I’m of the opinion that model-driven design and MVC will save money if done right.  This is evidenced by the fact that many popular frameworks revolve around a domain model.  Although all of the full-stack frameworks claim to conform to MVC (or MVVM), they appear to have different ideas about what this means.

AbsoluteMVC

This diagram depicts a pattern that I call Absolute MVC, a phrase we coined at Corticon.   A user action, such as inserting a new row into a table, triggers a message to the model authority in the back end.  The model authority knows how to change the model correctly in response to the user action.  A single message may result in substantial changes to the model in a transactional manner.

Full-stack frameworks often refer to the combination of the view authority plus the model authority as a controller.

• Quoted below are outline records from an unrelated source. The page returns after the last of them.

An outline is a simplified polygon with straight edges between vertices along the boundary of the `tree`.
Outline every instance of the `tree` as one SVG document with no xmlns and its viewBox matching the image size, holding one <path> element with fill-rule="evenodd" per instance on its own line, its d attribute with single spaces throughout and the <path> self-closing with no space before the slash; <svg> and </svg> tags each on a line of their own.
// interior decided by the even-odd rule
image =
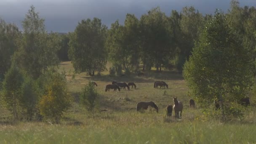
<svg viewBox="0 0 256 144">
<path fill-rule="evenodd" d="M 31 6 L 22 21 L 24 33 L 20 48 L 13 56 L 18 66 L 25 69 L 37 79 L 51 66 L 59 61 L 57 51 L 59 49 L 59 39 L 56 33 L 48 34 L 45 30 L 44 19 Z"/>
<path fill-rule="evenodd" d="M 11 57 L 18 49 L 21 34 L 17 26 L 0 19 L 0 81 L 11 67 Z"/>
<path fill-rule="evenodd" d="M 78 23 L 70 36 L 68 51 L 75 72 L 87 72 L 94 76 L 95 71 L 106 69 L 107 34 L 107 27 L 98 18 L 82 20 Z"/>
<path fill-rule="evenodd" d="M 189 94 L 199 103 L 214 99 L 237 102 L 244 96 L 253 64 L 239 38 L 223 13 L 217 11 L 202 29 L 183 74 Z"/>
</svg>

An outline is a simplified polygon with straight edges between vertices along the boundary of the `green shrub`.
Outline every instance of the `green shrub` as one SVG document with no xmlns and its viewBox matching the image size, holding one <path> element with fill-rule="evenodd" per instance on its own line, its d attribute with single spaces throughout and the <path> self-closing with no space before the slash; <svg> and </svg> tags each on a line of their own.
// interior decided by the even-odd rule
<svg viewBox="0 0 256 144">
<path fill-rule="evenodd" d="M 65 72 L 51 71 L 46 75 L 45 94 L 40 100 L 39 110 L 44 120 L 59 123 L 71 106 L 71 96 L 67 92 Z"/>
<path fill-rule="evenodd" d="M 92 83 L 88 83 L 83 88 L 80 95 L 80 102 L 89 115 L 99 110 L 99 94 Z"/>
</svg>

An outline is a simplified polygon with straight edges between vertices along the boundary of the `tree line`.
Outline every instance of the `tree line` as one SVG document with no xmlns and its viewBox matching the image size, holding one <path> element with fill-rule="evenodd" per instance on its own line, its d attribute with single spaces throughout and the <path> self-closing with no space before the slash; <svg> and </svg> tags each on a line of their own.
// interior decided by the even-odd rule
<svg viewBox="0 0 256 144">
<path fill-rule="evenodd" d="M 111 69 L 127 74 L 153 67 L 184 70 L 197 101 L 237 101 L 256 75 L 256 9 L 239 4 L 232 0 L 227 13 L 204 15 L 185 7 L 168 16 L 157 7 L 139 19 L 128 13 L 123 25 L 117 20 L 109 29 L 88 19 L 67 35 L 47 32 L 32 6 L 22 32 L 0 19 L 0 94 L 15 117 L 37 114 L 58 121 L 71 101 L 65 72 L 57 70 L 60 61 L 91 76 L 109 61 Z"/>
</svg>

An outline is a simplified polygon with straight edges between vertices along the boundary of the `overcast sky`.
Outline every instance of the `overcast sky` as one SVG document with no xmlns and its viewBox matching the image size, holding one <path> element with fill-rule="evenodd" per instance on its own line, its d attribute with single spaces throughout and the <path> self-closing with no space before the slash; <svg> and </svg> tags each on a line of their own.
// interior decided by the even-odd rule
<svg viewBox="0 0 256 144">
<path fill-rule="evenodd" d="M 169 16 L 172 10 L 180 12 L 193 6 L 203 14 L 213 13 L 216 8 L 227 11 L 230 0 L 0 0 L 0 18 L 19 27 L 33 5 L 45 19 L 46 29 L 57 32 L 73 31 L 78 21 L 94 17 L 109 27 L 117 19 L 123 24 L 127 13 L 139 18 L 153 8 L 160 6 Z M 240 0 L 240 6 L 256 7 L 256 0 Z"/>
</svg>

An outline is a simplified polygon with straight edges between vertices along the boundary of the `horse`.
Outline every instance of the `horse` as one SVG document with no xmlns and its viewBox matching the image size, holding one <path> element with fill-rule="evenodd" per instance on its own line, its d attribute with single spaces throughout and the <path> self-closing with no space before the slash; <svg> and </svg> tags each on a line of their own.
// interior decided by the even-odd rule
<svg viewBox="0 0 256 144">
<path fill-rule="evenodd" d="M 248 97 L 241 99 L 240 101 L 242 106 L 248 106 L 250 105 L 250 99 Z"/>
<path fill-rule="evenodd" d="M 128 90 L 130 90 L 130 87 L 129 85 L 127 85 L 127 84 L 125 83 L 116 83 L 116 84 L 117 85 L 120 87 L 123 88 L 123 89 L 125 89 L 125 87 L 127 87 Z"/>
<path fill-rule="evenodd" d="M 173 112 L 173 106 L 171 104 L 168 104 L 167 107 L 165 108 L 166 110 L 166 113 L 168 116 L 171 116 L 171 113 Z"/>
<path fill-rule="evenodd" d="M 92 83 L 93 84 L 93 85 L 94 85 L 94 86 L 96 85 L 96 86 L 98 86 L 98 85 L 97 85 L 97 83 L 95 83 L 95 82 L 93 81 L 91 81 L 90 82 Z"/>
<path fill-rule="evenodd" d="M 158 81 L 158 80 L 155 81 L 155 83 L 154 83 L 154 88 L 156 88 L 155 83 L 161 83 L 161 81 Z"/>
<path fill-rule="evenodd" d="M 189 99 L 189 108 L 191 109 L 192 108 L 195 108 L 195 101 L 192 99 Z"/>
<path fill-rule="evenodd" d="M 220 108 L 220 105 L 219 105 L 219 101 L 217 101 L 214 100 L 214 101 L 213 102 L 213 104 L 214 104 L 214 105 L 215 106 L 215 110 L 217 110 Z"/>
<path fill-rule="evenodd" d="M 174 102 L 174 105 L 173 105 L 173 109 L 175 112 L 175 117 L 179 118 L 179 112 L 181 112 L 181 113 L 182 113 L 182 109 L 183 109 L 183 104 L 180 101 L 178 101 L 177 100 L 177 97 L 175 98 L 173 97 L 173 102 Z"/>
<path fill-rule="evenodd" d="M 163 86 L 164 88 L 165 88 L 166 86 L 166 88 L 168 88 L 168 85 L 167 85 L 165 82 L 164 82 L 163 81 L 161 81 L 161 83 L 163 83 Z"/>
<path fill-rule="evenodd" d="M 155 102 L 150 101 L 141 101 L 137 103 L 137 107 L 136 107 L 136 111 L 139 111 L 141 109 L 147 109 L 148 108 L 149 106 L 151 106 L 154 107 L 157 112 L 158 112 L 158 107 L 155 104 Z"/>
<path fill-rule="evenodd" d="M 106 89 L 105 90 L 105 91 L 107 91 L 107 90 L 109 90 L 109 89 L 114 89 L 114 91 L 116 91 L 117 89 L 118 89 L 118 91 L 120 91 L 120 88 L 117 85 L 117 84 L 109 84 L 107 85 L 106 86 Z"/>
<path fill-rule="evenodd" d="M 136 89 L 136 85 L 133 82 L 128 83 L 127 84 L 129 86 L 131 85 L 131 88 L 133 88 L 133 85 L 134 86 L 134 88 Z"/>
<path fill-rule="evenodd" d="M 161 82 L 156 82 L 155 83 L 155 85 L 156 88 L 157 88 L 158 86 L 160 86 L 160 88 L 163 88 L 163 84 Z"/>
<path fill-rule="evenodd" d="M 116 84 L 117 83 L 117 82 L 116 81 L 113 81 L 112 82 L 112 85 L 114 84 Z"/>
<path fill-rule="evenodd" d="M 144 75 L 144 72 L 139 72 L 137 74 L 137 75 L 138 75 L 138 77 L 145 75 Z"/>
</svg>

In Absolute MVC, we formally separate the model authority from the view authority.  The view authority is concerned only with refreshing the view, and only in response to state-change notifications from the model authority.

Unfortunately, the full-stack frameworks don’t actually work like this, notwithstanding that they claim to implement MVC.   The key reason is technical, and it boils down to this: there was no convenient way for the browser to receive an asynchronous notification from the back end.  In other words, there was no reliable way for the model authority to notify the view authority that the model state had been changed.  Until now.

As of this writing, there is standardized way to do this called Websockets (RFC 6455).  Moreover, there is a cutting-edge framework called Meteor (which works with Node.js) that takes advantage of this new capability.  Meteor is the first (and only) framework that I have encountered that implements Absolute MVC with the browser.

If you’re used to traditional web development (e.g., PHP, JSP, ASP), you have to see Meteor with your own eyes, but consider this.  The browser views are bound to a shared data model.  If any user changes the data model, all browsers update instantly.  There is no polling.  The function is driven by an asynchronous message from the server to the browser(s).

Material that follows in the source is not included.